Alley said it’s often hard to find information about data is collected by EDRs but it’s best to start by checking owner’s manuals. For example, the committee showed an excerpt from a Jaguar owner’s manual that states, “no data are recorded by the EDR under normal driving conditions and no personal data (e.g. name, gender, age, and crash location) are recorded. However, other parties, such as law enforcement, could combine the EDR data with the type of personally identifying data routinely acquired during a crash investigation.”

Video that vehicles record is also a new concern for consumers and repairers when vehicles are declared total losses or are later sold. Two examples are Tesla’s Model 3 Sentry Mode and Rivian’s Gear Guard. Both record and store video from the outside of the vehicles.

“The car manufacturers are putting this in, both Tesla and Rivian, because they understand there’s a demand for that but there’s also some privacy issues,” Alley said. She and Reichen noted that the ongoing recording could be both positive and negative. It could record a nearby assault and vandalism of the vehicle itself but could also record passerby’s personal information without them knowing.

Lucid has a data protection feature built into its vehicles’ key fobs. Without having it, there’s no way to access data that’s stored on the vehicle.

“We’re losing our privacy and, as a shop, what should we be doing to protect our customers as well as ourselves in these situations? Should you be going in and erasing these videos? That’s something for us to think about,” Alley said.

Reichen added that when a TL vehicle leaves a shop, it goes through a lot of hands – transporters, tow yard and auction employees, and others that could have access to the data then after the car is sold it meets more hands to either be disassembled and recycled, rebuilt, or sold offshore for personally identifiable information (PII) to end up in a foreign country.

The committee determined it would be a best practice for shops to get authorization from their customers to reset or clear PII data for TL vehicles or vehicles they intend to sell and have them sign a release to avoid any liability associated with the procedure. The procedure, according to Data Enhancement Gateway (DEG) Administrator Danny Gredinberg would be not-included.

As always, which Reichen pointed out, repairers should research and document OEM procedures and vehicle build data to find out what features are on each vehicle and to repair them correctly. Every operation and repair that is performed should also be documented.

Alley said another way for shops to protect themselves and their customers’ information is to remove anything that identifies either such as windshield and key tags, paperwork, seat covers with the shop name on them, and any personal belongings from TL vehicles. Doing so prevents future owner(s) from tracking down the previous owner and the shop to ask for details about the car that should only be shared with the owner at the time of the TL determination.

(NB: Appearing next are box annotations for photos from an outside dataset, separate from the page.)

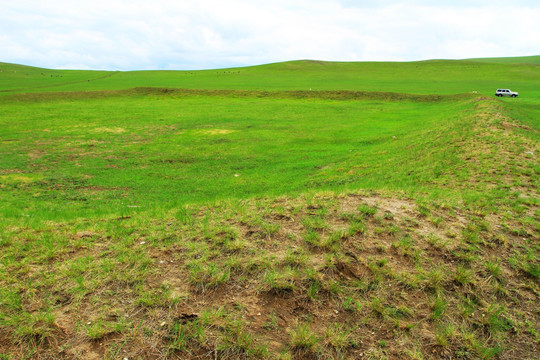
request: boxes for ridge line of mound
[0,87,476,102]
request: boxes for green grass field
[0,57,540,359]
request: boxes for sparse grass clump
[0,57,540,359]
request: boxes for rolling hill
[0,57,540,359]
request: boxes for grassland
[0,58,540,359]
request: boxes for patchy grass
[0,58,540,359]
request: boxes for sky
[0,0,540,70]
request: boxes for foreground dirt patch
[0,193,539,359]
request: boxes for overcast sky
[0,0,540,70]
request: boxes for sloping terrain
[0,57,540,359]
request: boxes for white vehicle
[495,89,519,97]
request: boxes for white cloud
[0,0,540,70]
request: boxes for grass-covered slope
[0,56,540,98]
[0,57,540,359]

This is also a good practice for vehicles that are repaired, minus removing customers’ personal belongings, to avoid future owner(s) calling to ask about parts and repair information, Alley said.

The audience for the committee’s presentation had some suggestions and questions about protecting shop and consumer data. One suggestion was for shops to offer data deletion as a service to bring repair customers back in if they decide to sell their vehicle in the future. Reichen called that a great idea.

Another asked for the committee’s thoughts on connecting or synching phones with rental cars. Alley said renters should consider not doing either or look in the owner’s manual to see how to delete PII before returning the vehicle because any information that’s stored will be stored until it’s deleted.

“Repairers have an obligation to communicate that to the customer,” Reichen said, referring to the risk associated with connecting their phones to rental vehicles. “They’re just not going to assume that that’s going on so we need to be that voice. We need to remind them of that.”

A third audience member, Mark Olson of VECO Collision Experts, cautioned repairers to be careful to not delete any location or crash data off vehicles because doing so could negatively affect crash investigation, which can sometimes be conducted years later. He recommended not only getting permission from the owners to clear all data but also from insurance carriers and law enforcement. In response, Alley noted that the committee doesn’t support deleting crash data and Reichen said some data can only be harvested by OEMs.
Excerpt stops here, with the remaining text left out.